In accordance with the standard, a variety of techniques should be used for validation, including visual inspections, practical tests and measurements. Validation includes verification of the required performance level PLr, fault simulation, overrun measurement if the HRC application is to be safeguarded using speed and separation monitoring, examination of the checklist in EN ISO 10218-2 Annex G plus collision measurement in the case of power and force limitation. The system integrator must validate over 200 points in total.
Measuring force and pressure
Finally, it is absolutely essential that a measurement procedure is used to calculate whether the potential collisions are harmless from the point of view of safety. Annex A of TS ISO/TS 15066 provides a body model with 29 specific body areas, divided into twelve body regions. The body area model provides details of the respective pain threshold for each part of the body (e.g. on the head, hand, arm or leg) with a view to force and pressure. The body region with the lowest permitted collision values is the face. In this case, a maximum force of 65N and pressure of 110N/cm2 may be applied.
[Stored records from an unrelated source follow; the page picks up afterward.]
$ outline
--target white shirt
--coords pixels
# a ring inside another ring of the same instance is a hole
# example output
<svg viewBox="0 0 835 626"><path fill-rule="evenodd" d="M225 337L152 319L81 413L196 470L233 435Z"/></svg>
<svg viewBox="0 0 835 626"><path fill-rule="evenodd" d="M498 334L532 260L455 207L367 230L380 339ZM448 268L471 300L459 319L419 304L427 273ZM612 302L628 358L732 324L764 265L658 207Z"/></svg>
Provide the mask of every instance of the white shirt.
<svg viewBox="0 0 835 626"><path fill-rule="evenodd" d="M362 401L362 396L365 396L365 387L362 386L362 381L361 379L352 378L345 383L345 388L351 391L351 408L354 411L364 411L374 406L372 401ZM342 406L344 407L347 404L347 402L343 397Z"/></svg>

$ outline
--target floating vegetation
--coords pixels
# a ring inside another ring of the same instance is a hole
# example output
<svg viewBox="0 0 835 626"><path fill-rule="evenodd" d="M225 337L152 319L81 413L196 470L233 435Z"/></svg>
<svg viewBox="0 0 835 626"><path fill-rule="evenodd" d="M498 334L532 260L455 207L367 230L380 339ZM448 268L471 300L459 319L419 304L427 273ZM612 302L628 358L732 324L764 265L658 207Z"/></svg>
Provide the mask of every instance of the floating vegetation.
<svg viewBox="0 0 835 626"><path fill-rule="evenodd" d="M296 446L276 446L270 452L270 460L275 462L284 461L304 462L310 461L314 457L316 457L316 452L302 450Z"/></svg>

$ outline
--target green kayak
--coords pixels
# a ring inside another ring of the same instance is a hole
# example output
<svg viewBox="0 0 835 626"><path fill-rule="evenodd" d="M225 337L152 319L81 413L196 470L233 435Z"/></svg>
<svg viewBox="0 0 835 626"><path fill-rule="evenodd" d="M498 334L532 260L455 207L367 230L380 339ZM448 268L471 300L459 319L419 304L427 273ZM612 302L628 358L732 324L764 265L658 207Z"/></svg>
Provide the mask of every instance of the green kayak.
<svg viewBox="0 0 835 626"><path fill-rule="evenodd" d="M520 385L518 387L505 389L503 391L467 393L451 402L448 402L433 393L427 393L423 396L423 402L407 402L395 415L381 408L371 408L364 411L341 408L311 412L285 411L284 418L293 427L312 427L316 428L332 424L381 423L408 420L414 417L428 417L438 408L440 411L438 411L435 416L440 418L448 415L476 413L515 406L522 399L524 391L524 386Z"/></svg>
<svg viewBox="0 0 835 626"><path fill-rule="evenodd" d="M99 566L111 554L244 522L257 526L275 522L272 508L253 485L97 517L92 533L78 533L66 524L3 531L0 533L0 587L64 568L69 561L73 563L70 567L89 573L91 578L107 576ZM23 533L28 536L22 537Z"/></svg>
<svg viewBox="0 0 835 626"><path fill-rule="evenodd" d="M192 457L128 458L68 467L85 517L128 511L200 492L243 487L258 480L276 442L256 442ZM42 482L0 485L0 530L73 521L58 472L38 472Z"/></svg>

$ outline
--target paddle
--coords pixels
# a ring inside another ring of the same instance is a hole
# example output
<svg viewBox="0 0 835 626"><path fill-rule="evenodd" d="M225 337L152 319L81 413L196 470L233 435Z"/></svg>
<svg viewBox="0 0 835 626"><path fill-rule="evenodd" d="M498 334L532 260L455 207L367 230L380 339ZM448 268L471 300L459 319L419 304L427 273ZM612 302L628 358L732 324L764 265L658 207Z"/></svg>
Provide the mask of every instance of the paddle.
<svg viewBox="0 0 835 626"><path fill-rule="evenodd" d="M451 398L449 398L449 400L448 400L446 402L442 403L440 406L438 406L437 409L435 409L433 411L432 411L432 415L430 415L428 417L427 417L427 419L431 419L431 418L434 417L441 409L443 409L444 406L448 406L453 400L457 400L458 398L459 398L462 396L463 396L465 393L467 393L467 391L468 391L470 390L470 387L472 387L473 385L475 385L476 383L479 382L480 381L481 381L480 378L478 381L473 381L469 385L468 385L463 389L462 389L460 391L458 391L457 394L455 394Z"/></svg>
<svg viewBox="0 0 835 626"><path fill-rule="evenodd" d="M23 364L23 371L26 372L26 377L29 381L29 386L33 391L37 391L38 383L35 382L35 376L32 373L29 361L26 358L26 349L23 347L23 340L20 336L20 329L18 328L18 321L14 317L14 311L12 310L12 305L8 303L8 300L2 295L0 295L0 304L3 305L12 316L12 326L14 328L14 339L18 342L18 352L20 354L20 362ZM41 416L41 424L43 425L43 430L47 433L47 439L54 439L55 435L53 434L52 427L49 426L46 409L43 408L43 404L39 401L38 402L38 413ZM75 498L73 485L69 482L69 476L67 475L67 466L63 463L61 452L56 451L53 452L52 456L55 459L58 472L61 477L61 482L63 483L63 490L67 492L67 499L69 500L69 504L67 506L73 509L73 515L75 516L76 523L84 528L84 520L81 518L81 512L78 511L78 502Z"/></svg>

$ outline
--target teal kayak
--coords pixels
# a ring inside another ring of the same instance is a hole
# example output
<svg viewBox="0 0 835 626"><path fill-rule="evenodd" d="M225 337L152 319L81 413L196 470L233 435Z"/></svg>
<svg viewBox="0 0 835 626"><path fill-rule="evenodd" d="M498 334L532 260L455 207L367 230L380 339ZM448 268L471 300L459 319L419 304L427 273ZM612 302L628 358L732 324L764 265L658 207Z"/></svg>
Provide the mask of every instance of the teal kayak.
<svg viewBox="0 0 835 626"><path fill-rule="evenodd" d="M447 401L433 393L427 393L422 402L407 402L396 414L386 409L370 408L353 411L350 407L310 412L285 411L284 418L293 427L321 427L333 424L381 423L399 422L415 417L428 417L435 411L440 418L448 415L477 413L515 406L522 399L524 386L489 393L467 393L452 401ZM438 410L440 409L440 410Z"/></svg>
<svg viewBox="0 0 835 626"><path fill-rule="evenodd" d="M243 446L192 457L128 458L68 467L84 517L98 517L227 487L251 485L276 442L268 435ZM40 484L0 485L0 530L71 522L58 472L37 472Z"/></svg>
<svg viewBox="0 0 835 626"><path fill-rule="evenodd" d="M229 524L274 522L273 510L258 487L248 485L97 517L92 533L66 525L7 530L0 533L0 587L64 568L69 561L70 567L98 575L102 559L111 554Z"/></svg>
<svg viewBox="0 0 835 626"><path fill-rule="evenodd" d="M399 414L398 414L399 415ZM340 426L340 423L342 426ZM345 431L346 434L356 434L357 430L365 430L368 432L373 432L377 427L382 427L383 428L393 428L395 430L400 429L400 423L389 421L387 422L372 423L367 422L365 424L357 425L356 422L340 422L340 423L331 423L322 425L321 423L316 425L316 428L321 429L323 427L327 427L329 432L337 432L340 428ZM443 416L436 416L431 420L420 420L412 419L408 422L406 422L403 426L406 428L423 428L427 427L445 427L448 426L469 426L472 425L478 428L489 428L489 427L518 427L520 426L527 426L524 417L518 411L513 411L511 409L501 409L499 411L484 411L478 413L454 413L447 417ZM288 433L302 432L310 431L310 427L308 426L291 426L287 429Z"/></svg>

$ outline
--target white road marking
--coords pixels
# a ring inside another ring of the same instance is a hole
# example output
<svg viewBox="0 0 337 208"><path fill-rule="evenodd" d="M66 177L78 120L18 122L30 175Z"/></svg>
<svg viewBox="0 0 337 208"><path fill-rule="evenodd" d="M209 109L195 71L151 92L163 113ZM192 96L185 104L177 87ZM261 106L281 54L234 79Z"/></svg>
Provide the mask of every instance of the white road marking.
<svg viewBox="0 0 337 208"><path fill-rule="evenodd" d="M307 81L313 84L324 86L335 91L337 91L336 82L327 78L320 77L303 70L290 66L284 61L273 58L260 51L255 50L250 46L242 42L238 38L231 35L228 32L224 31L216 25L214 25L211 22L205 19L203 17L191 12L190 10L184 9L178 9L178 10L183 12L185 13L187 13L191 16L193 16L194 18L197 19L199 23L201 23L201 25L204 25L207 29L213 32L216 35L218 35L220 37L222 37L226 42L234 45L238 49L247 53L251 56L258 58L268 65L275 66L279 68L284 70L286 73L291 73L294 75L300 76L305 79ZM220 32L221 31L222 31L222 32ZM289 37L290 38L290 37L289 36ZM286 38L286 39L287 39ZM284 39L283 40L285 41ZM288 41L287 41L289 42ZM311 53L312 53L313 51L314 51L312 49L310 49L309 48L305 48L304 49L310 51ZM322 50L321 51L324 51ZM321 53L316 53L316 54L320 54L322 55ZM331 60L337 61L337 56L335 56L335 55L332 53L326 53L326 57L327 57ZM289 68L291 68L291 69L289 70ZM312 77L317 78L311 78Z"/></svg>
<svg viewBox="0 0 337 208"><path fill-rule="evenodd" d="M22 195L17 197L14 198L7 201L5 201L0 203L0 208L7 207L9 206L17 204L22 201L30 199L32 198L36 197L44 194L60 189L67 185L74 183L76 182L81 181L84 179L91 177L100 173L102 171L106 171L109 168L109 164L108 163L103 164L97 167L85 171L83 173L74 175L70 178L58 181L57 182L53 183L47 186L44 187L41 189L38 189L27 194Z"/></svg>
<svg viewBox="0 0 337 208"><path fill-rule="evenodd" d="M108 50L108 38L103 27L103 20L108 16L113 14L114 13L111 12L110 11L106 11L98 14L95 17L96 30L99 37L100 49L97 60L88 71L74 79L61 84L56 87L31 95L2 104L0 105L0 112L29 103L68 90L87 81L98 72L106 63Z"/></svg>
If the application remains within these thresholds during an encounter between human and robot, then the collision can be categorised as harmless. This is the basis for allowing the safety fences to be removed.
The technical specification stipulates the need to comply with the limit values and states which limit values apply for which body regions. However, it doesn’t describe how the pressures and forces need to be measured. Standards are currently inadequate when it comes to obtaining comparable results, no matter who performs the validation.
HRC requires its own methodology
To establish an appropriate measurement procedure Pilz focused on the inspection of light beam devices, developing a separate methodology with appropriate specifications. For example, the methodology describes how to determine collision points. To guarantee the reproducibility of the measurement, a measurement is always described with the start point, collision point and end point. Pilz developed its own collision measurement set for this specific force and pressure measurement. Equipped with springs and corresponding sensors, the system measures the exact forces and pressure exerted on the human body and compares them with the limit values stated in ISO/TS 15066. The measurement device is installed at the positions determined in the risk assessment, between the robot arm and a rigid, inflexible surface. This simulates an almost static contact, e.g. the worker being crushed between the robot and plant. The collision must take place under the worst case conditions. This means that the maximum safely reduced speed must be applied, rather than the speed in the application.
If the limit values are exceeded, the dynamic performance of the robot must be reduced or additional safety measures must be installed, such as a light curtain or guard.